Quando acordei eu estava enfurecida.

– Bom dia, Estela – ele diz. Eu ignoro porque sinto meu corpo arder em ódio. Caiu a ficha. É para sempre. Caminho até o banheiro, tranco a porta, me sento no chão e ameaço chorar. De ódio, ódio de mim. Infeliz fui eu em acreditar que eu podia ser como minha mãe, que eu podia planejar uma vida inteira e viver acorrentada a linhas em papéis. Infeliz fui.

– Estela? – ele bate à porta quando percebe que estou demorando. Eu ainda não chorei. Engoli cada lágrima salgada e digeri.

– Só um momento.

– Está tudo bem?

– Sim, só um momento.

Apoio minha cabeça em meus joelhos, sinto minha garganta queimar. Levanto rápida, me ponho sobre meus pés, enxáguo meu rosto. Pareço perdida. O que foi que eu fiz? Da vida, dos dias, do meu futuro?

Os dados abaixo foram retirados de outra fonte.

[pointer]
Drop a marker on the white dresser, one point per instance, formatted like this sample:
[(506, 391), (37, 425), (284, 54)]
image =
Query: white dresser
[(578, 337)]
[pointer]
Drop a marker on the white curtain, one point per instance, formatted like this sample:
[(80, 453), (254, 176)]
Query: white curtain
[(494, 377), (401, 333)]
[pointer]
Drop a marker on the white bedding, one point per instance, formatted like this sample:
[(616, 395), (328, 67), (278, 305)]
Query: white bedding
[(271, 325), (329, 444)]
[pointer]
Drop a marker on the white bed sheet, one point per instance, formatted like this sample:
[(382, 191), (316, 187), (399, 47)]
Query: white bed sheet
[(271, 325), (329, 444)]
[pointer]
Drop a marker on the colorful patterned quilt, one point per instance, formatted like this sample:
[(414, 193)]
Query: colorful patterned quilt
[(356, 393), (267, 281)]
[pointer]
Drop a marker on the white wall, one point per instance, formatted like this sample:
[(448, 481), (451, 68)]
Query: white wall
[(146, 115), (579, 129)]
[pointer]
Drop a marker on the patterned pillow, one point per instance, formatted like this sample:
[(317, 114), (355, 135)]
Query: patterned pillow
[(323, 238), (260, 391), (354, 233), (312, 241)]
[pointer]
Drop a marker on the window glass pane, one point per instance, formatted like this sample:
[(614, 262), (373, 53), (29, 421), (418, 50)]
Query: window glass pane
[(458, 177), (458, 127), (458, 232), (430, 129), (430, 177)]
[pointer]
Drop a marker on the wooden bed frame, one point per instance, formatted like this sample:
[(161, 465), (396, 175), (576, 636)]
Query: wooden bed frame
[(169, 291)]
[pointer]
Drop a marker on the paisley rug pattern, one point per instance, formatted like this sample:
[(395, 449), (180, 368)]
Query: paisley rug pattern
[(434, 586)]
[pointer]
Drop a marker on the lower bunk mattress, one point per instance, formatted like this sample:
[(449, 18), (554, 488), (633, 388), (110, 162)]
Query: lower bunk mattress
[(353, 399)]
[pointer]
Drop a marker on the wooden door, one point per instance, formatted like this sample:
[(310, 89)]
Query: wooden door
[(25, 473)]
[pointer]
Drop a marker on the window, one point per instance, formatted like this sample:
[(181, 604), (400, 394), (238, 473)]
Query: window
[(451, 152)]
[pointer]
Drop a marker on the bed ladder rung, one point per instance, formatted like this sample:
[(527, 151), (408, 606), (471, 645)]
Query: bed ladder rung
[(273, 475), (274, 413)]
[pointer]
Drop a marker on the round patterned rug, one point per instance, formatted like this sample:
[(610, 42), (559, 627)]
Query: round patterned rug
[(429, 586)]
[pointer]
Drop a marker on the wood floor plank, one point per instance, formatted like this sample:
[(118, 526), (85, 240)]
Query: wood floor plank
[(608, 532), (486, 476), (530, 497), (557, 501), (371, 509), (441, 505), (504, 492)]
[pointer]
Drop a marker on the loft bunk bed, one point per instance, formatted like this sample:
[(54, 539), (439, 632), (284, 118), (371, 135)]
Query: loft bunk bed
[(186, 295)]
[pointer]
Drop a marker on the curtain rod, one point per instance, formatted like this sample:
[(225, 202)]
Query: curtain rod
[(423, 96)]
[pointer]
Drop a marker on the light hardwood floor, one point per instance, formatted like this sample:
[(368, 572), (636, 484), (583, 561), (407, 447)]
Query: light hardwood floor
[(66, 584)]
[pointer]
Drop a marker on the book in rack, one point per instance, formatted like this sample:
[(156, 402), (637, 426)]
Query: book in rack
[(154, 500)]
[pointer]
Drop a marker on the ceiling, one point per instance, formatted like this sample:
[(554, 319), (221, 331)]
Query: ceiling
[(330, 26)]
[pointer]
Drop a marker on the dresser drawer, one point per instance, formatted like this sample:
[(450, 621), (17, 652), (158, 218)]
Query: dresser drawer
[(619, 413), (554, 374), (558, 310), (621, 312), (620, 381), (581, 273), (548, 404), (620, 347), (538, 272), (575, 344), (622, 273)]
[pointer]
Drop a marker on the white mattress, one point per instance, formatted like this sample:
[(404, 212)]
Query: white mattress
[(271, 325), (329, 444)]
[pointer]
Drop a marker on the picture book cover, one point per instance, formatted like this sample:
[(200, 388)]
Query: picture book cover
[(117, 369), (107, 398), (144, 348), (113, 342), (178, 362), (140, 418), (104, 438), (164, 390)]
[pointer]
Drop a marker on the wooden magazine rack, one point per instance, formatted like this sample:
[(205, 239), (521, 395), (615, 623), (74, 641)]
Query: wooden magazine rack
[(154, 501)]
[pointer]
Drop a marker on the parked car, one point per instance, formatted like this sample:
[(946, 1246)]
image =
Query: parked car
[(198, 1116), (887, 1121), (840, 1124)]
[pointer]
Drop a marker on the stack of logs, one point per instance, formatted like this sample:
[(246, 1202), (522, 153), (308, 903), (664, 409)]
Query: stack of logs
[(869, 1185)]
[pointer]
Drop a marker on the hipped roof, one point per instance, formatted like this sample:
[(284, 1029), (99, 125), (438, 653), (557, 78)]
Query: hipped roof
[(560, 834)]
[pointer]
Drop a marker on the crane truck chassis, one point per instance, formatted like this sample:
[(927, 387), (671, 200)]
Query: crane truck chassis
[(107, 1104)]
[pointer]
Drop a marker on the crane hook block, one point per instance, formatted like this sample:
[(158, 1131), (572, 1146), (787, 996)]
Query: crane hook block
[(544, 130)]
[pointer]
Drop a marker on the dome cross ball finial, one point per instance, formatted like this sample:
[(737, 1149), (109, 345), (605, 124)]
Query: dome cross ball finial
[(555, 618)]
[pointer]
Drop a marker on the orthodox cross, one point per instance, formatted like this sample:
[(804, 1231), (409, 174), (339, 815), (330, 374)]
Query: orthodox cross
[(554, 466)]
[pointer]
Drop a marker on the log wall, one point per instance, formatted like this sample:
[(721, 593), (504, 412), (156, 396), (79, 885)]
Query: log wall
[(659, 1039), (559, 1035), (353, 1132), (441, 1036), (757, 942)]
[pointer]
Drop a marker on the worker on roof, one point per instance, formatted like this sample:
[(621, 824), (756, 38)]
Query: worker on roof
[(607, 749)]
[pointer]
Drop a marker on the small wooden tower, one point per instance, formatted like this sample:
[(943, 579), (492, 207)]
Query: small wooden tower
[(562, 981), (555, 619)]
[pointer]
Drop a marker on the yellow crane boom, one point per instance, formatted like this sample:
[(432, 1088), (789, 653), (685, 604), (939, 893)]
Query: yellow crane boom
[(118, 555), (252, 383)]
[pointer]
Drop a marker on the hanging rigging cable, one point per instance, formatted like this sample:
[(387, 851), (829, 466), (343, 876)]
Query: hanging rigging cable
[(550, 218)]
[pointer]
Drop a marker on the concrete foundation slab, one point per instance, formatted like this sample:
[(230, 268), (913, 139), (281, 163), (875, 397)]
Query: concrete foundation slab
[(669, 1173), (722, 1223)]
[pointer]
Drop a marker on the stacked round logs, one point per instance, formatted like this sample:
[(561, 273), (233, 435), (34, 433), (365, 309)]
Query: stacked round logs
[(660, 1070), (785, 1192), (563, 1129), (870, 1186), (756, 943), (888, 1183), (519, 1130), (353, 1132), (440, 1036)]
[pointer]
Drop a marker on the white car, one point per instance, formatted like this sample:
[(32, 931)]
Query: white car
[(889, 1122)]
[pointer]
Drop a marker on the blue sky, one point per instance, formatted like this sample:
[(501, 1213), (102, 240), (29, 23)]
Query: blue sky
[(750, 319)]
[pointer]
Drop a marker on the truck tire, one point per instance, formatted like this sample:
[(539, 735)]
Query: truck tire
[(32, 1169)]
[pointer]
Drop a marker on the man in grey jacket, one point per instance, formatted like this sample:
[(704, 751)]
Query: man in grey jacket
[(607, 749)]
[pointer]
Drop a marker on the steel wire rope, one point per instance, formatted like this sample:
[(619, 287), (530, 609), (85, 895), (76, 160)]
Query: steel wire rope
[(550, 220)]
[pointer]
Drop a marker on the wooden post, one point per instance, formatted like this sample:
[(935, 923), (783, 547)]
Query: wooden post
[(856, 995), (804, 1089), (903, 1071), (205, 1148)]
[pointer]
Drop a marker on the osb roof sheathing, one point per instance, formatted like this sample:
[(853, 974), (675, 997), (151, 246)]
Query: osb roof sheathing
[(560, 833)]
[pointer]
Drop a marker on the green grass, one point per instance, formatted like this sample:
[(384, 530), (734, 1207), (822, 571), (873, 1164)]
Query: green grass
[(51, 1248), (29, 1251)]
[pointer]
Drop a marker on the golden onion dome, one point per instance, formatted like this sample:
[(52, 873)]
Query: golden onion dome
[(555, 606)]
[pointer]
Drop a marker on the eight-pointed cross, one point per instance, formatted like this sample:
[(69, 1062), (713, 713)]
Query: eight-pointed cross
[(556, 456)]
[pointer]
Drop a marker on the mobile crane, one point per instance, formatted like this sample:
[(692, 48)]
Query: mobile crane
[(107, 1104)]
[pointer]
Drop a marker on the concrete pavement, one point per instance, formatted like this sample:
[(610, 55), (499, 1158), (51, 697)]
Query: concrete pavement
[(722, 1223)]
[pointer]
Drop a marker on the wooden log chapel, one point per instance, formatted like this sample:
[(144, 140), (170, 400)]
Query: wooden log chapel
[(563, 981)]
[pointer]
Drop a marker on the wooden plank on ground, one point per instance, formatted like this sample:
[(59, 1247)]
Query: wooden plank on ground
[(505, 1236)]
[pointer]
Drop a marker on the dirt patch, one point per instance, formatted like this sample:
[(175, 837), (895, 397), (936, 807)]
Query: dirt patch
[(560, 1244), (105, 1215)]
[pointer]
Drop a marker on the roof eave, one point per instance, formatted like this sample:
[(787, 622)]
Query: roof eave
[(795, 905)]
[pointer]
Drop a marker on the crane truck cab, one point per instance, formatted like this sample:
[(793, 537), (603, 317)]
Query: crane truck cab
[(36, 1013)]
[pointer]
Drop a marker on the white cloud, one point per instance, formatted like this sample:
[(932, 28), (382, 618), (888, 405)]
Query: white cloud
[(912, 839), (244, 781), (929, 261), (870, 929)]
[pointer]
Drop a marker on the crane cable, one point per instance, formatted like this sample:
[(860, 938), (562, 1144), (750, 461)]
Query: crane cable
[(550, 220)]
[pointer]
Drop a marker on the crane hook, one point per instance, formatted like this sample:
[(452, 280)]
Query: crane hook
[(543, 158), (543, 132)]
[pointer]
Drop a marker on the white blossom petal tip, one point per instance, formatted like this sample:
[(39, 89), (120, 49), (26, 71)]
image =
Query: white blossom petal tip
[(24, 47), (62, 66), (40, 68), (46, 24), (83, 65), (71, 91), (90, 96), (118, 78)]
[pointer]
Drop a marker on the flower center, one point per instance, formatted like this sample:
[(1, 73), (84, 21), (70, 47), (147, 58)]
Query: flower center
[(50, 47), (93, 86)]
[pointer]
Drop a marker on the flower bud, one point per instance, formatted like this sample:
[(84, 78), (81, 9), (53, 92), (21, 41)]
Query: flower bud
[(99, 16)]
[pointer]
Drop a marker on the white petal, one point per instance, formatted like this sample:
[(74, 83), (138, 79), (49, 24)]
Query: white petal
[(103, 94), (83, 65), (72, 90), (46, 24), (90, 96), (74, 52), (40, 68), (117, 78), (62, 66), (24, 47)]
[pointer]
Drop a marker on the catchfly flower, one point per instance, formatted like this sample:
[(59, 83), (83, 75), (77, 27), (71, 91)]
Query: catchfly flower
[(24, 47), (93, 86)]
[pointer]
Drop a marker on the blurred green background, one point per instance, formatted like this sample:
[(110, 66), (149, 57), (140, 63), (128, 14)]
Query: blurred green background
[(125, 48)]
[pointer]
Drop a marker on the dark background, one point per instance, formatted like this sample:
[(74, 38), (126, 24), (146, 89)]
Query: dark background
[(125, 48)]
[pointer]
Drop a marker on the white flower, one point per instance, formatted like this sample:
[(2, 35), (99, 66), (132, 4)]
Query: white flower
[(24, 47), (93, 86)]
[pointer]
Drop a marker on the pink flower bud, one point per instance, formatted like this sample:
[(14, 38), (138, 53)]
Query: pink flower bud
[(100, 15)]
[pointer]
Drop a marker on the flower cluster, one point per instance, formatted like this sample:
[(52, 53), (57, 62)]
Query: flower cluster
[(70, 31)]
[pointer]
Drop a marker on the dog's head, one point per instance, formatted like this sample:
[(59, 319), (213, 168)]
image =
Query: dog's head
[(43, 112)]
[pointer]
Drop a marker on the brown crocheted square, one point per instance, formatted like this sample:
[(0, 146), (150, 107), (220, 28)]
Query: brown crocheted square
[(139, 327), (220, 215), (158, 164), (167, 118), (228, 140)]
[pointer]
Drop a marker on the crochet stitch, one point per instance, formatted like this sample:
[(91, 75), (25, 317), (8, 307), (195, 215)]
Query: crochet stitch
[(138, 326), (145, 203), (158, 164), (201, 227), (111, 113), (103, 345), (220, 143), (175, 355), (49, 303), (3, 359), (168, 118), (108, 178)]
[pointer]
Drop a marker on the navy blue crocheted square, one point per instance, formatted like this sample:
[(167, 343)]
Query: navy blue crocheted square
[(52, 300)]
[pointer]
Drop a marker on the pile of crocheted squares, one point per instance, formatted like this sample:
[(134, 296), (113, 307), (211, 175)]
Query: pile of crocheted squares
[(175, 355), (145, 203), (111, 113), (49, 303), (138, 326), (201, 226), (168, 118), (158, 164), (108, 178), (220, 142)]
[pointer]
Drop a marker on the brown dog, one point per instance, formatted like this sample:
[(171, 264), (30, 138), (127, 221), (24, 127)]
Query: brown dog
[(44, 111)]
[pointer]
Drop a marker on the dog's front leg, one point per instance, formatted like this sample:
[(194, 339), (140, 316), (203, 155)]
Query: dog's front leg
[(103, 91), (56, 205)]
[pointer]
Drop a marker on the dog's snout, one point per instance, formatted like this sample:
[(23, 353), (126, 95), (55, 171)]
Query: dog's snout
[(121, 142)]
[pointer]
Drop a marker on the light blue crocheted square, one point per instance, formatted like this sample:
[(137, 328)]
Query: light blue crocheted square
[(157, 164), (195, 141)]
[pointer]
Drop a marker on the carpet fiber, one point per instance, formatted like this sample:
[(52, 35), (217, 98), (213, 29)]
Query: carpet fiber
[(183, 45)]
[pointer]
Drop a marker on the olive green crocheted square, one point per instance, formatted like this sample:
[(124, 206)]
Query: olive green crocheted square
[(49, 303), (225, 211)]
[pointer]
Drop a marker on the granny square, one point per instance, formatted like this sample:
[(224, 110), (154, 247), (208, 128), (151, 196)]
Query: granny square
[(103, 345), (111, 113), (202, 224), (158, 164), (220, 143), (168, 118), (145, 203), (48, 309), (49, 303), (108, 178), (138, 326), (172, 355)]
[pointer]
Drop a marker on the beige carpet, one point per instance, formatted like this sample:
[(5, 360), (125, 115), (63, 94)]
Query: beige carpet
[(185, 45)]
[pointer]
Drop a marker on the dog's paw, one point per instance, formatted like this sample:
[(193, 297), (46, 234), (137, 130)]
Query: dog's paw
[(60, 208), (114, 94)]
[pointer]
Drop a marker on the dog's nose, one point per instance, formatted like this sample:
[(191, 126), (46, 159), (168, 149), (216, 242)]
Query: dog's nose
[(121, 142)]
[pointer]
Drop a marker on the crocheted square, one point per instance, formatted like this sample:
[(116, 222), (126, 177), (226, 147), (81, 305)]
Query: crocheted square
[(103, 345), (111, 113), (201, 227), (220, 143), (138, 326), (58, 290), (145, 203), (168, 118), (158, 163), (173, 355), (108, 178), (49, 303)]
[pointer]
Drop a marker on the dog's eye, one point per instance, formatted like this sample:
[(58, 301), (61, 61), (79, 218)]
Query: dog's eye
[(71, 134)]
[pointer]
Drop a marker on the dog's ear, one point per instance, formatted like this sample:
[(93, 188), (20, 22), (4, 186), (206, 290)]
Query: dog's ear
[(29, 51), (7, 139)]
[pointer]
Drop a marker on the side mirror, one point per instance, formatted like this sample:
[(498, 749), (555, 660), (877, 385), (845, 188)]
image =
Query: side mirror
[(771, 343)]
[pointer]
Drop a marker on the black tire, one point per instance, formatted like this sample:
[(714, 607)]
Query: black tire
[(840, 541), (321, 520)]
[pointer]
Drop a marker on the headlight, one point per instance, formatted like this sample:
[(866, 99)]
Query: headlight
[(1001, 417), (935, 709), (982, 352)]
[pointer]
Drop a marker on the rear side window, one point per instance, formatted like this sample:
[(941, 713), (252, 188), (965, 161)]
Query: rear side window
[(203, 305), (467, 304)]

Destranco a porta, vejo a estátua de olhos verdes me aguardando.

– Pronto, vamos tomar o café.

– Tá tudo bem?

– Claro. – Atravesso o quarto enquanto ele me segue a passos rápidos.

O carro passa rápido pelos outros. Parece que nossos espíritos conversam em ódio. Eu estremeço meu corpo no banco do carro, ele estremece o pé no acelerador. Conversamos, mas não falamos.

A cafeteria é agradável. Pequena, mas agradável. “Sorria para a foto”. Flash. Somos capturados como pássaros, de repente, sem aviso. “É um presente para vocês”, a mulher diz, entregando um papel em branco na minha mão. Ela olha para meus olhos e só então parece perceber.

– Meu Deus! Que lindos olhos você tem... Por que eles são assim?

– Nasci assim – digo, sorrio. Reafirmo a única coisa que posso afirmar.

– Linda, não? – Thomas indaga.

– Lindíssima! – ela diz, se afastando. Logo volta, um papel em mãos. – Então, o que vocês vão tomar? Expresso, descafeinado?

– Um expresso, por favor – digo.

– Dois.

– Somente? Temos bolos e pães.

– Um bolo de limão.

– O senhor?

– Só o café para mim, obrigado.

Quando olho para o papel quadrado sobre a mesa, percebo nossa imagem surgindo. Vagarosamente, quase como se estivesse com preguiça de acordar. Meus olhos de quimera acesos, os vidros esverdeados também. Nossas figuras esbranquiçadas pelo excesso de luz. Ele pega a foto sobre a mesa.

– Ficou linda – ele diz para si mesmo, em voz baixa. – Você vai querer a foto?

– Pode guardar, Thomas.

Ele põe na carteira. Tem um cuidado excessivo, como sempre. Nossos cafés chegam.

– O da senhora... – ela diz, colocando o copo grande sobre a mesa. Parece algum sorvete, porém quente. – O do senhor. O bolo de limão – ela levanta da bandeja e procura quem o pediu. Faço um suave movimento de rosto e ela entende, colocando-o ao lado do meu café.

– Obrigada – digo.

Ela sai. O ambiente se torna opaco quase instantaneamente. O céu escurece, as nuvens cobrem o Sol. Relâmpagos rasgam o céu em violência. Eu fixo meu olhar no ambiente externo enquanto os vidros da cafeteria nos protegem da chuva e do vento. As pessoas apressam o passo, correm. De um lado ao outro, escondendo-se das gotas que vão cair. Elas caem. O cheiro do café se intensifica, volto meu olhar para dentro do ambiente. Thomas me observa com olhos atentos. Abaixo meu olhar devagar, sem perdê-lo de vista. Tomo meu café devagar. Posso senti-lo me observar. Meu coração palpita, a chuva grita.